Download or read book Advanced Spatial Modeling with Stochastic Partial Differential Equations Using R and INLA written by Elias T. Krainski and published by CRC Press. This book was released on 2018-12-07 with total page 284 pages. Available in PDF, EPUB and Kindle. Book excerpt: Modeling spatial and spatio-temporal continuous processes is an important and challenging problem in spatial statistics. Advanced Spatial Modeling with Stochastic Partial Differential Equations Using R and INLA describes in detail the stochastic partial differential equations (SPDE) approach for modeling continuous spatial processes with a Matérn covariance, which has been implemented using the integrated nested Laplace approximation (INLA) in the R-INLA package. Key concepts about modeling spatial processes and the SPDE approach are explained with examples using simulated data and real applications. This book has been authored by leading experts in spatial statistics, including the main developers of the INLA and SPDE methodologies and the R-INLA package. It also includes a wide range of applications: * Spatial and spatio-temporal models for continuous outcomes * Analysis of spatial and spatio-temporal point patterns * Coregionalization spatial and spatio-temporal models * Measurement error spatial models * Modeling preferential sampling * Spatial and spatio-temporal models with physical barriers * Survival analysis with spatial effects * Dynamic space-time regression * Spatial and spatio-temporal models for extremes * Hurdle models with spatial effects * Penalized Complexity priors for spatial models All the examples in the book are fully reproducible. Further information about this book, as well as the R code and datasets used, is available from the book website at http://www.r-inla.org/spde-book. The tools described in this book will be useful to researchers in many fields such as biostatistics, spatial statistics, environmental sciences, epidemiology, ecology and others. Graduate and Ph.D. students will also find this book and associated files a valuable resource to learn INLA and the SPDE approach for spatial modeling.

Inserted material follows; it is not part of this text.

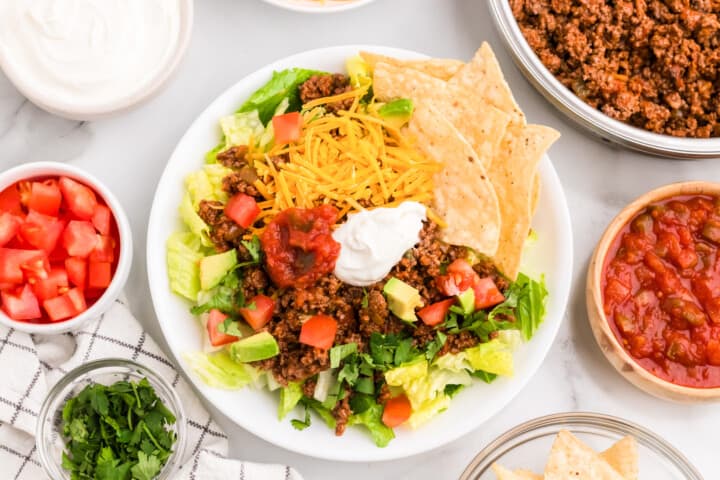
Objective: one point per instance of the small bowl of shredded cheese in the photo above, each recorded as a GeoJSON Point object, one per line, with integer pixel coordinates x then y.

Book Theory of Spatial Statistics

Download or read book Theory of Spatial Statistics written by M.N.M. van Lieshout and published by CRC Press. This book was released on 2019-03-19 with total page 162 pages. Available in PDF, EPUB and Kindle. Book excerpt: Theory of Spatial Statistics: A Concise Introduction presents the most important models used in spatial statistics, including random fields and point processes, from a rigorous mathematical point of view and shows how to carry out statistical inference. It contains full proofs, real-life examples and theoretical exercises. Solutions to the latter are available in an appendix. Assuming maturity in probability and statistics, these concise lecture notes are self-contained and cover enough material for a semester course. They may also serve as a reference book for researchers. Features * Presents the mathematical foundations of spatial statistics. * Contains worked examples from mining, disease mapping, forestry, soil and environmental science, and criminology. * Gives pointers to the literature to facilitate further study. * Provides example code in R to encourage the student to experiment. * Offers exercises and their solutions to test and deepen understanding. The book is suitable for postgraduate and advanced undergraduate students in mathematics and statistics.

Book An Introduction to the Theory of Point Processes

Download or read book An Introduction to the Theory of Point Processes written by D.J. Daley and published by Springer. This book was released on 2003-11-14 with total page 471 pages. Available in PDF, EPUB and Kindle. Book excerpt: Point processes and random measures find wide applicability in telecommunications, earthquakes, image analysis, spatial point patterns, and stereology, to name but a few areas. The authors have made a major reshaping of their work in their first edition of 1988 and now present their Introduction to the Theory of Point Processes in two volumes with sub-titles Elementary Theory and Models and General Theory and Structure. Volume One contains the introductory chapters from the first edition, together with an informal treatment of some of the later material intended to make it more accessible to readers primarily interested in models and applications. The main new material in this volume relates to marked point processes and to processes evolving in time, where the conditional intensity methodology provides a basis for model building, inference, and prediction. There are abundant examples whose purpose is both didactic and to illustrate further applications of the ideas and models that are the main substance of the text.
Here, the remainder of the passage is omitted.